Primeiro, olhando para o desempenho do setor industrial, o valor da produção industrial, que reflete o valor total da produção industrial de fábricas, minas e outras entidades domésticas, cresceu 4,5% ano a ano. Não só não atingiu a taxa de crescimento de 4,8% anteriormente estimada pelo mercado, como também desacelerou de forma notável em comparação com a taxa de 5,3% registrada em junho deste ano, colocando “freios” no crescimento.
Em seguida, olhando para o cenário do consumo diário das famílias, as vendas totais no varejo de bens de consumo, que refletem a escala total das vendas de bens de consumo no varejo doméstico, cresceram apenas 0,6%, praticamente sem aumento, bem abaixo da taxa de crescimento esperada pelo mercado, de 1,3% a 1,5%. Em comparação com a taxa de 1% de crescimento em junho deste ano, a queda foi especialmente severa, e o entusiasmo do consumidor ficou visivelmente mais fraco.
O investimento em ativos fixos, destinado a ativos de longa utilização como prédios de fábricas, máquinas e estradas, caiu 6,7% no total nos primeiros sete meses deste ano. Essa queda se ampliou ainda mais em relação ao recuo de 5,7% registrado no primeiro semestre deste ano, e a tendência de contração dos investimentos não foi revertida; pelo contrário, piorou.

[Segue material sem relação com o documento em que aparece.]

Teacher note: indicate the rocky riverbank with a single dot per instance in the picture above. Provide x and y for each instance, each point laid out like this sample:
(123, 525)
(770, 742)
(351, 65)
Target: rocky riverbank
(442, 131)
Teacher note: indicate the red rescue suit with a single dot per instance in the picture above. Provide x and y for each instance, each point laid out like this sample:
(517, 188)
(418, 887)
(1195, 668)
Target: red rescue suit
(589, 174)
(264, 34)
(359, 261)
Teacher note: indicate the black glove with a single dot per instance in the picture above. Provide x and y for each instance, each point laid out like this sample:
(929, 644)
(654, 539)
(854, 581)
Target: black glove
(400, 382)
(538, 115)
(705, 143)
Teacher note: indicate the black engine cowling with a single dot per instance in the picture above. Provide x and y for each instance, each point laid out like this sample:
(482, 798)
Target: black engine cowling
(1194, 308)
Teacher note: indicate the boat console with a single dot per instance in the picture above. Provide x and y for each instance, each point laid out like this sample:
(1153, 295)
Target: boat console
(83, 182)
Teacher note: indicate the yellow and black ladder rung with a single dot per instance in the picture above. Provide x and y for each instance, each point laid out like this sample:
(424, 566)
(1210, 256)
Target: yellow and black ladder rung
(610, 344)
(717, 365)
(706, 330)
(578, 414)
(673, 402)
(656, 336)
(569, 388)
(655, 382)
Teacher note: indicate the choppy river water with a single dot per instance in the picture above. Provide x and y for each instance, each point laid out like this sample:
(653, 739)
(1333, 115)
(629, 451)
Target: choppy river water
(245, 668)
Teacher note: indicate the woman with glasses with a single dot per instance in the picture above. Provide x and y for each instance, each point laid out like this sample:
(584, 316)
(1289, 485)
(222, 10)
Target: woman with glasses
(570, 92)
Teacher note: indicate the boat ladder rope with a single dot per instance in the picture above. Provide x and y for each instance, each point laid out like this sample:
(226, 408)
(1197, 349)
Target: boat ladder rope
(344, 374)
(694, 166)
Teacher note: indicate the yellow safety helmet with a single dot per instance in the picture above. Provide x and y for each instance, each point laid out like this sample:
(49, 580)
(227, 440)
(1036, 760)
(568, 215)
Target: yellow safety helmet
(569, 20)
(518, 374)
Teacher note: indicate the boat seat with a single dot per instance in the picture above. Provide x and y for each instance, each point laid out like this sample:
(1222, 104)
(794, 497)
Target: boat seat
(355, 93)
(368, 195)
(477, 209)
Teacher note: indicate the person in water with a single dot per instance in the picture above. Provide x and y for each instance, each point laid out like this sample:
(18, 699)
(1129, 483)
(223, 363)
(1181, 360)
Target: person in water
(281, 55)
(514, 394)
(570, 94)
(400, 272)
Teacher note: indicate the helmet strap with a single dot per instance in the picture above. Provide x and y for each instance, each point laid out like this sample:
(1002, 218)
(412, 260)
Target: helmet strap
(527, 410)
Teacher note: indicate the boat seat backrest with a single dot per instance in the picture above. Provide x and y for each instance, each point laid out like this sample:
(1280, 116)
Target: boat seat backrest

Ao mesmo tempo, a dificuldade para encontrar empregos nas áreas urbanas também aumentou, com a taxa de desemprego urbano subindo para 5,2%. Enquanto isso, o investimento imobiliário, que está intimamente ligado às necessidades habitacionais das pessoas, despencou 19,2%, uma queda muito maior do que a observada em outros setores. Condições climáticas extremas e austeridade fiscal foram citadas como os principais fatores perturbadores por trás desses problemas.